Я разбил все кузнечные молоты деда, пытаясь расколоть камни. Я нашёл плавильню для самых тугоплавких сплавов, но металл не поддался. Кольца хотели жить. А кто не хочет? Так что я понёс их прятать. И когда донёс их до тайника, обнаружил, что куда-то запропастился Никель.
По жизни ещё в субботу вечером мы в команде распределили, кто какие Кольца заберёт на память. Никель забрал Хьёрли, и потерял в темноте, ходя за дровами. Поутру его нашла Владычица Галадриэль, и подсказала, что неплохо бы пожизнёвый случай считать игровым. Так и решили.
Я обыскал всё трижды, но так и не нашёл Кольца. У них своя воля и своя Судьба, и, похоже, они будут посильнее моих. Пусть так. Я надёжно укрыл оставшиеся шесть в тайнике, убедился, что меня никто не видел, и вернулся в мастерскую. Плакать.
Дни напролёт я ждал, когда Врата Кхазад-Дума сотрясёт таран армии, пришедшей за Семерыми. И каждый день, каждый ночь, каждый миг в моей голове наперебой говорили семь Колец. Они умоляли пустить их в работу, достать из тайника, освободить от опостылевшего отдыха, дать им то, что я обещал, пробуждая их... Я начинал сходить с ума, когда разведчики донесли, что войско Саурона с ним самим во главе подходит к горам.
Дальнейшее - это, к сожалению, доигрыш в голове. Не повезло нам, и Саурон под Врата не пришёл.

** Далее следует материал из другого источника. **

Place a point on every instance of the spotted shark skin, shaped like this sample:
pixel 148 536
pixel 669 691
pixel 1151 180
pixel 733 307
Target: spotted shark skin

Ну что ж, лучше финал в голове, чем вовсе никакого.
Тогда-то я понял, что мне, бледной тени меня прежнего, нужно делать. Кольца начали поглощать меня, и скоро я сам буду умолять хоть кого-нибудь забрать их у меня. Тайна будет раскрыта, и я предам то, что должен был сделать.
Я не знал наверняка тогда, в Эрегионе, готов ли я буду убить кого-то ради блага большинства. Сегодня я узнал точно: я смогу убить даже самого себя. Тьяльви по моей просьбе приготовил яд, который убил бы меня через пять минут после того, как я его выпью. Противоядия этот яд не имел и действовал внезапно, так, что времени остановить его действие не было. Но на всякий случай я попросил брата на прощание: стой наготове у бойницы, наложив стрелу на тетиву. Я не должен попасть в плен, иначе Кхазад-Дум будет разорён.
Когда под Вратами протрубили рога и послышался грозный, внушающий ужас голос, хорошо мне знакомый, я выпил яд, отдающий мятой и почему-то элем, и вышел за Врата безоружным. Глядя Саурону прямо в глаза, я радовался, злорадствовал, насмехался, и видел, что Враг приходит в бешенство. Где Семь, знал только я. И я эту тайну раскрывать не собирался. Даже под пытками. И когда в ответ моей долгой речи про предательство, которое сделало Саурона моим личным Врагом, прогремело "Посмотрим, как ты заговоришь!", я ответил: "Ника...". И умер. С лёгким сердцем и вкусом эля на губах. Наверное, я именно так и мечтал умереть. Разве что попозже.
Спасибы я на этот раз сброшу в личку. Но всё равно благодарю Нали, Тьяльви, Лёшу, Хэмиша, Марго, Гилтанаса, Эридель, Векшу, Альквэнаро, Крейла, Радомира и всех тех, кто со мной играл. Именно вы сделали эту игру такой, что я смогла сыграть невероятную для гнома Судьбу и даже натянуть нос Саурону. :)
А ещё мы с братом устроили доигрыш по дороге домой и выяснили вот что: Семь запомнили и могли говорить не только со мной, но и с Тьяльви. И хотя он их никогда в своей жизни не коснулся, они заронили ему в голову мысль: знание о Кольцах должно сохраниться, чтобы потомки остерегались. Шли столетия, сменялись поколения, и кто-то из потомков Нарви "случайно", по подспудному зову, нашёл в старой мастерской шкатулку с шестью Кольцами и решил узнать, что же они всё-таки могут делать... А где-то седьмое Кольцо, хитрый Никель, уже несколько столетий жил на пальцах кхазад и очень радовался, что всё-таки смог увидеть, какую ещё форму под руками мастера может принимать его металл.